Although this problem demands global solidarity, several countries are turning their back against each other on the quest for medical equipment. This feeds into rising ideals that are polarizing populations – and contrary to popular belief, this is something we see across age categories. We must also remember that choosing global solidarity doesn’t exclusively lead to beneficial outcomes – it may be a statement of unity, but it doesn’t point towards the right decisions. Some of the choices presented to us in these uncertain times lie in the hands of our political leaders. In any case, either they will work towards positive global solidarity or they will make decisions in the opposite direction, thereby putting humanity at risk of witnessing a giant leap towards disunity and intolerance.
Either way, the Maple League of Universities will have the duty to step up as a leader that can not only foster positive change within its community, but that can also pave the way towards an increase in similar collaboration initiatives across the globe. For this to happen, it will need to lead by example through sharing why, and most importantly how, it will manage to foster this change. Much like with Tesla making their electric motor patents open-source, the goal is to share our capacity to innovate in order to work alongside others towards a common goal. One way the Maple League can aim to do so is by helping each of its students to make the most out of their potential and of their individuality to foster change in their communities during and after these challenging times. We never know who is looking at us and waiting to see how we respond to adversity and failure – and students are the best carriers of our goals.
The argument for a liberal model will be made through this leadership – while most institutions will struggle to keep their heads above water, we need to allow ours to use their uniqueness to strive for more. We need to show that it is possible to care for students while allowing them to create wonders out of chaos. We know that interdisciplinarity and personal growth play a key role in fostering not only resilience but also perspective, critical thinking and creative problem-solving. These are the abilities that allow us to aim for the truth instead of polarization; what is left is to show the world that we are the best at delivering this kind of education.

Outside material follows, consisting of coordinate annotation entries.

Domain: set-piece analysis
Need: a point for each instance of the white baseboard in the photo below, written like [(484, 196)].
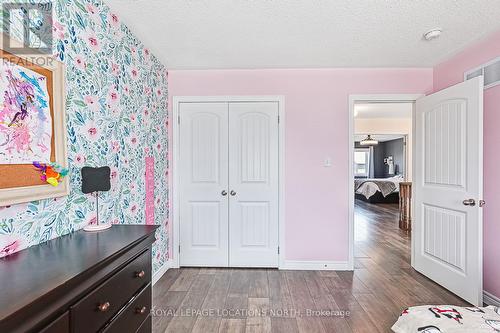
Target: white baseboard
[(166, 266), (490, 299), (316, 265)]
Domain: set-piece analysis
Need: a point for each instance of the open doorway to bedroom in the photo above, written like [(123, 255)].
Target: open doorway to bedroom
[(382, 166)]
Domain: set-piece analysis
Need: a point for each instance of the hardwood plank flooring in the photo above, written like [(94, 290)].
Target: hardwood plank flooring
[(369, 299)]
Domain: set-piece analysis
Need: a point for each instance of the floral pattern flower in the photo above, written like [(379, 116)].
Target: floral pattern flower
[(110, 121)]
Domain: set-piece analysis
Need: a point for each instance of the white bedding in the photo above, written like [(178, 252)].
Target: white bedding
[(368, 189)]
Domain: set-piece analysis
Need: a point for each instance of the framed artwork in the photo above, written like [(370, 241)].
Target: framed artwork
[(32, 128)]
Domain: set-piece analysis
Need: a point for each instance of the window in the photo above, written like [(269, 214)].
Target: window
[(362, 162)]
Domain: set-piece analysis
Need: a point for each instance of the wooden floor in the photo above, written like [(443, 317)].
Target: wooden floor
[(266, 300)]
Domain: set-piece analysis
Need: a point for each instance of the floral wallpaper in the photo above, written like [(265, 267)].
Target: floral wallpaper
[(116, 109)]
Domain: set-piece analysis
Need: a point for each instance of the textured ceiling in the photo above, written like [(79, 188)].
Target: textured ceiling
[(379, 137), (213, 34)]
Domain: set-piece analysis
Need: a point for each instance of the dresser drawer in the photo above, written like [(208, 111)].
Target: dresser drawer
[(146, 327), (60, 325), (98, 307), (131, 318)]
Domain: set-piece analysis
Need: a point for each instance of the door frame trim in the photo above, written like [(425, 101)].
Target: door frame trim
[(376, 98), (174, 211)]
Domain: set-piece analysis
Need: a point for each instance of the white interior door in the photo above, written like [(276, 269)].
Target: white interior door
[(203, 194), (253, 184), (448, 187)]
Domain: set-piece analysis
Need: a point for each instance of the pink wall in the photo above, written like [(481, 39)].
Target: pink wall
[(316, 109), (449, 73)]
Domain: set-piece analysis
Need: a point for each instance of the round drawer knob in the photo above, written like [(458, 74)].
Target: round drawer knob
[(141, 310), (104, 307)]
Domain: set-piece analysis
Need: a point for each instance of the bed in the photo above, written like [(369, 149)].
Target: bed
[(378, 190)]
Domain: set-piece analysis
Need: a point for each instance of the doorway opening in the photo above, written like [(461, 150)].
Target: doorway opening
[(381, 158), (382, 163)]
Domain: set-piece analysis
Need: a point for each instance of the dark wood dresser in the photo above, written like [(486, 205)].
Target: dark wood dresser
[(80, 283)]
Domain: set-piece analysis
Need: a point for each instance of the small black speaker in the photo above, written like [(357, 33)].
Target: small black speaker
[(96, 179)]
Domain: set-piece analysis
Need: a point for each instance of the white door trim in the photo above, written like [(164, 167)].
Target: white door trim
[(377, 98), (176, 100)]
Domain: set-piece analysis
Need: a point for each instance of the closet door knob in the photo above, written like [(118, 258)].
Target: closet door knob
[(104, 307)]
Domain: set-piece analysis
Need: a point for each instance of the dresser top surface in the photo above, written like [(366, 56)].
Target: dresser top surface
[(29, 274)]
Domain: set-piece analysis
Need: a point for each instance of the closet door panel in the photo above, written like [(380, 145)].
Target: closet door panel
[(203, 184), (253, 184)]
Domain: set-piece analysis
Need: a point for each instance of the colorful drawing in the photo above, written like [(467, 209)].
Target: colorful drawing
[(25, 119), (52, 173)]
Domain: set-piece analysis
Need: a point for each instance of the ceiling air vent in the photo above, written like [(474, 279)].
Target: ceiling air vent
[(490, 71)]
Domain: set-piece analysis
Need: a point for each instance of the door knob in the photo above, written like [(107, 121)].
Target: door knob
[(469, 202)]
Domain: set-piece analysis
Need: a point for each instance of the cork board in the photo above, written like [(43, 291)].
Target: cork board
[(25, 175)]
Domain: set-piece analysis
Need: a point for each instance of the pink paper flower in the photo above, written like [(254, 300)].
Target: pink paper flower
[(115, 69), (134, 141), (91, 131), (134, 208), (58, 30), (113, 20), (113, 97), (9, 245), (115, 146), (80, 62), (134, 73), (91, 9), (92, 219), (79, 160)]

We need to make sure students grow in an environment that encourages them to be part of the change; this will prove to be one of the main challenges that higher education will face in the next few months, but also in every decision we’ll make after this significantly uncertain period. The Maple League universities already have many students feeling that their voice matters – we will need to extend this feeling to online education and allow others to witness and recreate our actions their way. We cannot strive for solidarity and collaboration if we are not willing to share the solutions we will be using, no matter how hard we work to obtain them.
There’s a tremendous amount of work ahead, but I’m confident we have what it takes to get through it together. This is an opportunity to explore ways to make education more humane and meaningful in the way it measures success. We must allow and encourage students to fail forward as opposed to being afraid to make mistakes – and this cannot come from being satisfied with the status quo in the debate about grading schemes. More than ever, students will be concerned about sustainability, social justice and social purpose; they’ll want to make a difference. It’s imperative that we look for the change-makers – especially amongst first years – that are often overlooked while they could play a crucial role in approaching problems differently and more efficiently. We cannot hope to develop a meaningful educational strategy without involving students in its design.
Georges-Philippe Gadoury-Sansfaçon is a second-year student at Bishop’s University. He is also the Stephen A. Jarislowsky Research Fellow and Vice-President, Academic Affairs for the Bishop’s University Students’ Representative Council for 2020-21.